For binary segmentation we prefer to use the UNetV2 architecture because it works well for the class imbalance problem like in this tutorial. This problem is partially solved with additional loss (Dice) we use during training. Also it is fast to train and produces accurate predictions.

Deeplab v3

DeepLab v3 is a really deep, complex and "capricious" neural network. Sometimes when we have a small training dataset it is hard to train this architecture and achieve high accuracy. Usually this problem is solved by the means of long trainings and more complex augmentations.

The esulting model will be named as unet-kitti-veh. The project kitti-veh-tr is used for training.

Training configuration:

{
  "lr": 0.001,
  "epochs": 15,
  "val_every": 0.5,
  "batch_size": {
    "val": 6,
    "train": 14
  },
  "input_size": {
    "width": 256,
    "height": 256
  },
  "gpu_devices": [
    0,
    1,
    2
  ],
  "data_workers": {
    "val": 0,
    "train": 6
  },
  "dataset_tags": {
    "val": "val",
    "train": "train"
  },
  "special_classes": {
    "neutral": "neutral",
    "background": "bg"
  },
  "weights_init_type": "transfer_learning"
}

Training takes 17 minutes on three GPU devices. Here is the loss chart during training:

After training the last model checkpoint is saved to "My models" list. But we can see from the training chart that the last checkpoint is not the best in terms of loss and accuracy (red arrow).

To make us safe from overfitting we took a checkpoint from epoch 13.5 (green arrow). For epoch 13.5 the checkpoint number is 27 because we automatically save checkpoint every 0.5 epoch (field "val_every": 0.5 in the training config). You can find here how to do it. We assigned the unet-kitti-veh (ckpt 27) name to this restored model.

Monitor training charts and test various checkpoints

We recommend to carefully monitor training charts to prevent overfitting or underfitting. Especially it is very important when we use a small training dataset. In this case restoring checkpoints is a key component of a successful research.

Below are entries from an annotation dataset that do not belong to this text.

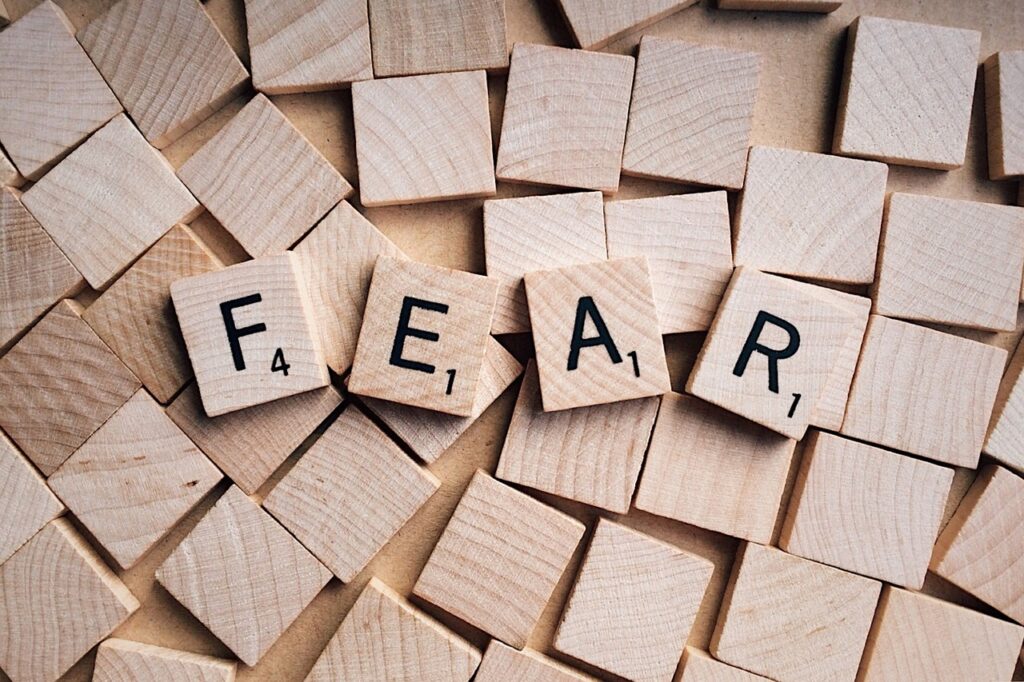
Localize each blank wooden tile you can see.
[413,471,584,648]
[711,543,882,680]
[635,393,796,544]
[306,578,480,682]
[0,300,141,475]
[178,94,352,257]
[604,191,732,334]
[833,16,981,169]
[623,36,761,189]
[0,0,122,180]
[348,256,498,417]
[352,71,495,206]
[78,0,249,148]
[842,315,1007,469]
[496,43,634,194]
[525,257,671,412]
[171,252,330,417]
[157,485,331,666]
[0,518,139,680]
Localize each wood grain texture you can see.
[178,94,352,258]
[833,16,981,169]
[352,71,495,206]
[413,471,584,648]
[496,43,634,194]
[623,36,761,189]
[78,0,249,148]
[157,485,331,666]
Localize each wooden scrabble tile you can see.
[525,257,671,412]
[496,43,634,194]
[0,300,141,476]
[604,191,732,334]
[370,0,509,78]
[858,587,1024,682]
[49,389,223,568]
[931,465,1024,623]
[157,485,331,666]
[0,518,139,680]
[711,543,882,680]
[306,578,480,682]
[78,0,249,148]
[246,0,374,94]
[842,315,1007,469]
[352,71,495,206]
[413,471,585,648]
[0,0,122,180]
[348,256,498,417]
[177,94,352,257]
[872,193,1024,331]
[623,36,761,189]
[635,393,796,544]
[0,188,85,350]
[171,252,330,417]
[495,364,658,514]
[833,16,981,169]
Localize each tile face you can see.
[0,0,121,180]
[554,519,715,680]
[833,16,981,168]
[178,94,352,258]
[157,485,331,666]
[496,43,634,194]
[78,0,249,148]
[23,115,202,289]
[352,71,495,206]
[604,191,732,334]
[348,256,498,417]
[171,252,330,417]
[413,471,585,648]
[525,257,671,412]
[623,36,761,189]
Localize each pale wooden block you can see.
[157,485,331,666]
[306,578,480,682]
[49,389,223,568]
[413,471,585,648]
[858,587,1024,682]
[78,0,249,148]
[842,315,1007,469]
[496,43,634,194]
[635,393,796,544]
[604,191,732,334]
[0,518,139,680]
[82,225,222,402]
[348,256,498,417]
[872,193,1024,331]
[483,191,608,334]
[833,16,981,169]
[171,252,331,417]
[370,0,509,78]
[711,543,882,680]
[0,0,122,180]
[177,93,352,258]
[931,465,1024,623]
[525,256,672,412]
[352,71,495,206]
[0,300,141,475]
[554,519,715,682]
[246,0,374,94]
[623,36,761,189]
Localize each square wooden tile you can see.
[623,36,761,189]
[413,471,585,648]
[496,43,634,194]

Step 3. Apply NN to test images.

Basic step by step inference guide is here. It is the same for all models inside Supervisely. The detailed information regarding inference configs is here.

We apply the model unet-kitti-veh (ckpt 27) to the project kitti-semseg-test. The resulting project with neural network predictions will be saved as kitti-test-vehunet-inf00.

The inference configuration we used:

{
  "mode": {
    "save": false,
    "source": "sliding_window",
    "window": {
      "width": 370,
      "height": 370
    },
    "min_overlap": {
      "x": 300,
      "y": 0
    }
  },
  "gpu_devices": [
    0
  ],
  "model_classes": {
    "add_suffix": "_dl",
    "save_classes": [
      "vehicle"
    ]
  },
  "existing_objects": {
    "add_suffix": "",
    "save_classes": []
  }
}

What dide we do? We applied inference in sliding window mode with a big overlap (300 px). Although most of the images have heights = 375, the height of the sliding window equals to 370 because there are some test images with height 370.

Also we defined "save_classes": [ "vehicle" ] just to automatically drop background object after inference.

Here is the illustration of all sliding windows used:

Here are a few examples of predictions. They look cool 😉

Conclusion

For example, in combination with human in the loop approach this allows to create complex pipelines inside Supervisely off the shelf without coding. Supervisely automates annotation work, routine tasks of data scientists and methodises/organises experiments with Neural Networks. Just download the resulting NN weights, get the sources from our repository and deploy the model to production whenever you want.

Saves developers time

All neural networks inside Supervisely support all available inference modes thanks to our SDK. Sources are available so developers can customize them for their needs.